Summary of the invention

The technical problem to be solved in the present invention is: a kind of liquid crystal indicator and dot structure thereof are provided, and it can obtain good aperture opening ratio by the improvement structure of reservior capacitor, effectively promotes the contrast expression of display.

Technical solution of the present invention is: a kind of dot structure of tool reservior capacitor, it comprises a first metal layer (metal 1 layer), a gate insulator, one second metal level (metal 2 layer), a passivation layer and a pixel electrode.The first metal layer defines the area of grid of a shared distribution, one scan line and an active component, and the gate insulator of covering the first metal layer has the shared distribution of at least one contact hole with the exposed portion the first metal layer.Second metal level is formed on the gate insulator and defines drain electrode and the source region and a storage capacitors electrode of a data line, active component, and the storage capacitors electrode is via the made shared distribution of contact hole electrical connection the first metal layer of gate insulator.One passivation layer covers this second metal level, and a pixel electrode is formed on the passivation layer and with this passivation layer of storage capacitors electrode gap and constitutes a reservior capacitor.The storage capacitors electrode that is made of second metal level also can be used as the shading line in the dot structure.

The present invention also proposes a kind of active matrix-type liquid crystal display device, and it comprises: a filter sheet base plate forms on it and uses electrode altogether; One active element substrate; One liquid crystal layer is located between this filter sheet base plate and this active element substrate; And orthogonal sweep trace and the data line of multiple tracks, be formed on this active element substrate, two adjacent sweep trace and two adjacent data lines define a pixel region, and this pixel region has: an active component is formed at this sweep trace and this data line point of crossing place; One shared distribution is formed between the two adjacent sweep traces and is electrically connected this common electrode; One first dielectric layer covers this shared distribution and has at least one contact hole to expose this shared distribution; One shading metal level is formed on this first dielectric layer and via this contact hole and is electrically connected this shared distribution; One second dielectric layer covers this shading metal level; And a pixel electrode, being formed on this second dielectric layer, this pixel electrode and this shading metal interlevel constitute a reservior capacitor of this active matrix-type liquid crystal display device every this second dielectric layer.

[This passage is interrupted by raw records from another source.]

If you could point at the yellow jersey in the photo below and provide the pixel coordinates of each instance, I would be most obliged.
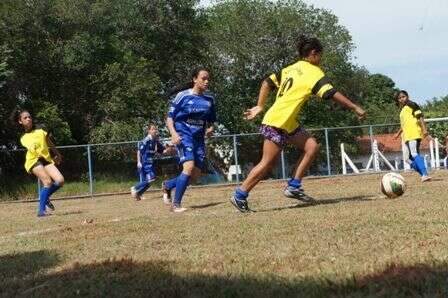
(35, 142)
(409, 119)
(295, 83)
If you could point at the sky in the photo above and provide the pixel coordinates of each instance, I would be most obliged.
(407, 40)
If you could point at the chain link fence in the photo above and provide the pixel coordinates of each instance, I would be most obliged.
(97, 169)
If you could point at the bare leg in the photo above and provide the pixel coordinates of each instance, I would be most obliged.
(309, 146)
(270, 155)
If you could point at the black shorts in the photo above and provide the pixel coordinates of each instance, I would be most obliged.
(40, 162)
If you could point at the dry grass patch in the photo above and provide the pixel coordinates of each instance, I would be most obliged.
(353, 242)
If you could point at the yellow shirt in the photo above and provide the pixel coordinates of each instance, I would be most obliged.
(409, 119)
(35, 142)
(295, 84)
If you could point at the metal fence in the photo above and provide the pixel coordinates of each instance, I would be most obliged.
(95, 169)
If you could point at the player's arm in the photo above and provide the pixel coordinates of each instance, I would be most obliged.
(55, 154)
(344, 101)
(175, 138)
(266, 87)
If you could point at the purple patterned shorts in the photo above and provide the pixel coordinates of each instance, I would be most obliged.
(278, 135)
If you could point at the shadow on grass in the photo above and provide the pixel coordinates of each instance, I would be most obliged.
(18, 266)
(206, 205)
(128, 278)
(322, 202)
(69, 213)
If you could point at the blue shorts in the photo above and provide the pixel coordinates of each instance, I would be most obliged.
(147, 173)
(191, 149)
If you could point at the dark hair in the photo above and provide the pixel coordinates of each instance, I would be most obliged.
(401, 91)
(190, 84)
(306, 44)
(14, 117)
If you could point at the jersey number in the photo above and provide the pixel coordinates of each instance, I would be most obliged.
(285, 86)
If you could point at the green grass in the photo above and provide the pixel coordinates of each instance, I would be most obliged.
(353, 242)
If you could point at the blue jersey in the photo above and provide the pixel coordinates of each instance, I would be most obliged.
(147, 148)
(191, 113)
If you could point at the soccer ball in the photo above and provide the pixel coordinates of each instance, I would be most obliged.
(393, 185)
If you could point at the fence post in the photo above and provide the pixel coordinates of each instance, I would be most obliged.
(283, 164)
(235, 150)
(327, 147)
(89, 160)
(371, 138)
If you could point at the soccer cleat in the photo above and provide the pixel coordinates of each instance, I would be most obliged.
(297, 193)
(426, 178)
(166, 195)
(241, 205)
(177, 209)
(50, 205)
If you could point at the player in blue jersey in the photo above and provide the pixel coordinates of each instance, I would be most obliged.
(190, 119)
(147, 148)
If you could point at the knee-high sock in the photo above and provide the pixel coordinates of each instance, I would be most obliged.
(171, 183)
(182, 182)
(53, 188)
(420, 165)
(43, 198)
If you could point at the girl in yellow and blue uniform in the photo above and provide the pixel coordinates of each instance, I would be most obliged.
(294, 84)
(413, 130)
(39, 161)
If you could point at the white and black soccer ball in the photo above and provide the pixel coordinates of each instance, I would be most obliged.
(393, 185)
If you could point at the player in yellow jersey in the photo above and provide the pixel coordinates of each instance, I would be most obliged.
(413, 130)
(39, 161)
(295, 84)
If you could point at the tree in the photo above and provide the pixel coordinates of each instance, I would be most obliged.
(437, 107)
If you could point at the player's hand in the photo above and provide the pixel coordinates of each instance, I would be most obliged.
(360, 113)
(252, 112)
(175, 139)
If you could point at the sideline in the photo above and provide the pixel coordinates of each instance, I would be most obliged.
(217, 185)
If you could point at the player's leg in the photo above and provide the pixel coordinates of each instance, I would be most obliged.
(186, 159)
(303, 141)
(58, 181)
(271, 152)
(39, 171)
(418, 163)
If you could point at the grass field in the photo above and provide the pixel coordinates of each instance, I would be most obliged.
(353, 242)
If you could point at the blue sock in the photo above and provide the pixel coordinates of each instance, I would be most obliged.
(241, 194)
(182, 182)
(141, 187)
(43, 198)
(296, 183)
(53, 188)
(171, 183)
(420, 164)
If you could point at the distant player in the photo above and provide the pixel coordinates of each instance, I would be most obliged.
(147, 148)
(41, 159)
(190, 119)
(413, 130)
(280, 127)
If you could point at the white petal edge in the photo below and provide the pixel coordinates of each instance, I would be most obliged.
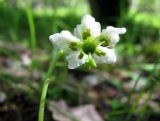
(74, 61)
(62, 40)
(88, 22)
(113, 33)
(109, 57)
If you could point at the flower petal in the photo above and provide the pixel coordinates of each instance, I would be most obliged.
(74, 61)
(109, 57)
(88, 22)
(63, 39)
(113, 33)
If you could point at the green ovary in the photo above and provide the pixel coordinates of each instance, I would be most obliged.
(89, 45)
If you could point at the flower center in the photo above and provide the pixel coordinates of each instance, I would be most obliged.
(89, 45)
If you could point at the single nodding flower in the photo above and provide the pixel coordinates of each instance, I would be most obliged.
(88, 45)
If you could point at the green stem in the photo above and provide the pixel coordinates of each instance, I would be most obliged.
(31, 26)
(45, 86)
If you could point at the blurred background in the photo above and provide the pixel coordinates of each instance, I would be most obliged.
(126, 91)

In addition, the present invention also proposes another kind of active matrix-type liquid crystal display device, and it comprises: a filter sheet base plate forms on it and uses electrode altogether; One active element substrate; One liquid crystal layer is located between this filter sheet base plate and this active element substrate; Sweep trace that multiple tracks is orthogonal and data line are formed on this active element substrate; A plurality of thin film transistor (TFT)s, each thin film transistor (TFT) are formed at the place, point of crossing of this sweep trace and this data line; The shared distribution that a plurality of the first metal layers constitute, each shared distribution is formed between two adjacent sweep traces and is electrically connected this common electrode; One first dielectric layer covers described shared distribution and has a plurality of contact holes to expose each shared distribution; The storage capacitors electrode that one second metal level constitutes is formed on this first dielectric layer and via those contact holes and is electrically connected described shared distribution; One second dielectric layer covers this storage capacitors electrode; And a pixel electrode, be formed on this second dielectric layer and this pixel electrode and this second dielectric layer of this storage capacitors electrode gap constitute a reservior capacitor of this active matrix-type liquid crystal display device.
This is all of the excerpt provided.